Pero ni todos en la vida quieren estudiar, ni es posible en sociedades segmentadas y con pobreza estructural que todos hagan estudios superiores. La democratización de la educación superior reconoce limitaciones económicas: con las perspectivas que dejó al país la desastrosa condición de haber acudido al Fondo Monetario Internacional, tenemos asegurada pobreza en la Argentina para varias décadas, aun cuando hubiera crecimiento sostenido en lo macroeconómico. De modo que la exclusión del sistema de un considerable sector social, se hará inevitable (si bien políticas inclusivas podrán atenuar esa condición, y políticas elitistas habrán de agudizarla).

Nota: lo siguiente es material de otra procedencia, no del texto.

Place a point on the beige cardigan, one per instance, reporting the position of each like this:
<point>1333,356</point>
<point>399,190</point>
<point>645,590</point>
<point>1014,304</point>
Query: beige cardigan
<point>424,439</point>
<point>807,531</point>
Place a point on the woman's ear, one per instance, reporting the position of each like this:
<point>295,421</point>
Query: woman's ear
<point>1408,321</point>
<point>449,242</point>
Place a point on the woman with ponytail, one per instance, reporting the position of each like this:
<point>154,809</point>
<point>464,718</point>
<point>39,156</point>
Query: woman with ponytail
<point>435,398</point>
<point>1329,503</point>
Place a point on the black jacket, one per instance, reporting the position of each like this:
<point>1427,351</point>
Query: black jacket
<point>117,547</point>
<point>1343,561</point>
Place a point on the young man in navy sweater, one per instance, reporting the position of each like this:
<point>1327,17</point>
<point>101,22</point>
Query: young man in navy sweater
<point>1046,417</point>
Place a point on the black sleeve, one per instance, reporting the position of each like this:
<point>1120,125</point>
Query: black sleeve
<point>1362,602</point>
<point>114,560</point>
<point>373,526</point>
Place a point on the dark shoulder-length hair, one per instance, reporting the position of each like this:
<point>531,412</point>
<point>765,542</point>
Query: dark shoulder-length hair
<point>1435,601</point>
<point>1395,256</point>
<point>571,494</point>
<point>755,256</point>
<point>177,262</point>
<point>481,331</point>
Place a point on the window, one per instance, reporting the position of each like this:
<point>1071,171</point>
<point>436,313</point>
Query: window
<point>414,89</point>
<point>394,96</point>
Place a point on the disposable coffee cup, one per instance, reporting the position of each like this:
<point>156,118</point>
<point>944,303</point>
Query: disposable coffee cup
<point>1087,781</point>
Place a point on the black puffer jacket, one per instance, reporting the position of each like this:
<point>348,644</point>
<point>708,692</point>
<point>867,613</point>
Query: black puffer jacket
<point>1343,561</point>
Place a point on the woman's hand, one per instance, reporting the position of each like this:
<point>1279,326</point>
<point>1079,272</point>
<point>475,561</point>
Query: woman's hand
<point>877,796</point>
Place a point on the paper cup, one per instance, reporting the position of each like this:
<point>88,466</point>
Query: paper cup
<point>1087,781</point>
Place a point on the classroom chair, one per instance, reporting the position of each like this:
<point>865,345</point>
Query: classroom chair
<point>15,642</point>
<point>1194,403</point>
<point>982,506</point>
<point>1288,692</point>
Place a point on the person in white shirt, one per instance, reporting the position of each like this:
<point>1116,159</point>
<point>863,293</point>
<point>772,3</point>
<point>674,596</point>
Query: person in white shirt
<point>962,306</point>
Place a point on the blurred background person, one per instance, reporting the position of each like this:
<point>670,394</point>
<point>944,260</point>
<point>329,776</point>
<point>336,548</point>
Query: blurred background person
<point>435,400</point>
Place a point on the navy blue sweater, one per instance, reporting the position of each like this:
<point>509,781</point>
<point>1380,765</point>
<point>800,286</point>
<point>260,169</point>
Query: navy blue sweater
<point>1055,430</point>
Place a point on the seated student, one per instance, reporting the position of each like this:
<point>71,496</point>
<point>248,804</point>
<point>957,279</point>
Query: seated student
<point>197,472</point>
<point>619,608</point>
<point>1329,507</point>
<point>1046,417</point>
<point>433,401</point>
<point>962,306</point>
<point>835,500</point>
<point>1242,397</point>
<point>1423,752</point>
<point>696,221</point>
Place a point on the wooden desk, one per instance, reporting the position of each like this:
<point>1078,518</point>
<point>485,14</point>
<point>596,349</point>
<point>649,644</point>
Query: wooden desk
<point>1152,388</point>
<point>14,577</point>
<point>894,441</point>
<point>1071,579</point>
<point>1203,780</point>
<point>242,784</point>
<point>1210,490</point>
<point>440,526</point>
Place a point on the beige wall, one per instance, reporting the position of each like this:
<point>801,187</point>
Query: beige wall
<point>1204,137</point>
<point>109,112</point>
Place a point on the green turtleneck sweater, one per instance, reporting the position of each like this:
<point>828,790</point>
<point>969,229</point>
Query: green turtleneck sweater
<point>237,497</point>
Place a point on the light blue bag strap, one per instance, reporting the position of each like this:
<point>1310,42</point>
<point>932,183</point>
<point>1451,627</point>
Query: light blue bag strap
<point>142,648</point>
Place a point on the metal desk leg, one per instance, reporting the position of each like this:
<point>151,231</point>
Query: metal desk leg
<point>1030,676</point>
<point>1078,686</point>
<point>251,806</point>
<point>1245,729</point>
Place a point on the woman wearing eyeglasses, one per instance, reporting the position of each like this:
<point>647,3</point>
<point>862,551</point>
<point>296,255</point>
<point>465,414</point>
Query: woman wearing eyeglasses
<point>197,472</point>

Ello no impide que haya que redoblar esfuerzos, todo lo contrario: cabe sostener la gratuidad y libre ingreso, acentuar el acceso a becas, e intensificar las políticas que —incluso desde lo virtual— apoyen a los estudiantes con desventajas estructurales, a los fines de atenuar la fuerte deserción del sistema (la cual es imposible de reducir drásticamente, a partir de una amplia apertura del ingreso que sigue resultando deseable como política democratizante).
No faltan los “fans” del mundo virtual, que se han visto potenciados por la condición de la pandemia. La tecnocracia siempre acude a la idea de modernización, bajo la cual todo mágicamente se resolvería. De tal modo, las potencialidades —que las hay reales— de los aparatos y prácticas virtuales, tendrían fuerte efecto democratizador.
Y es cierto que virtualmente se puede llegar a los que están lejos, o se puede evitar el costo del viaje de quienes no pueden pagarlo para asistir a los centros universitarios en las grandes ciudades. Pero a no engañarse: cuando los estudiantes están compartiendo la misma clase presencial, todos reciben lo mismo. En las casas de cada un@, no es así: quien tiene un Iphone está en mucho mejor condición que quienes tienen celulares elementales o desactualizados. La calidad de los aparatos es diferente, así como el “clima cultural” que cada un@ tiene en su hogar, que en algunos casos puede ser letrado y en otros no.
Volver al cuerpo luego de la pandemia, se hace necesario. Con los cuidados indispensables, por supuesto. Pero mientras se pueda, hay que recuperar la sensibilidad, la mirada mutua, el reconocimiento interpersonal que motivan y promueven el deseo, incluso el de conocer. Hay que retomar la presencialidad, contra los profetas de la tecnocracia y del quedarse para siempre en casa, que ocultan con ello la radical desocialización y despolitización de la experiencia que se daría en ese aislamiento.
A potenciar la democracia universitaria, entonces, en el retorno a la materialidad de los cuerpos. Desde allí, atender a que la carrera ascendente de los títulos requiere, por ejemplo, ciudadanizar a los docentes y estudiantes de posgrado, hasta hoy sin derecho a elegir autoridades. Hay que potenciar democracia en la nueva presencialidad, la cual habrá de incluir —ya no como un opuesto— algunas actividades virtuales a su interior.
(*) OEI/Red Indices: panorama de la educación superior en Iberoamérica.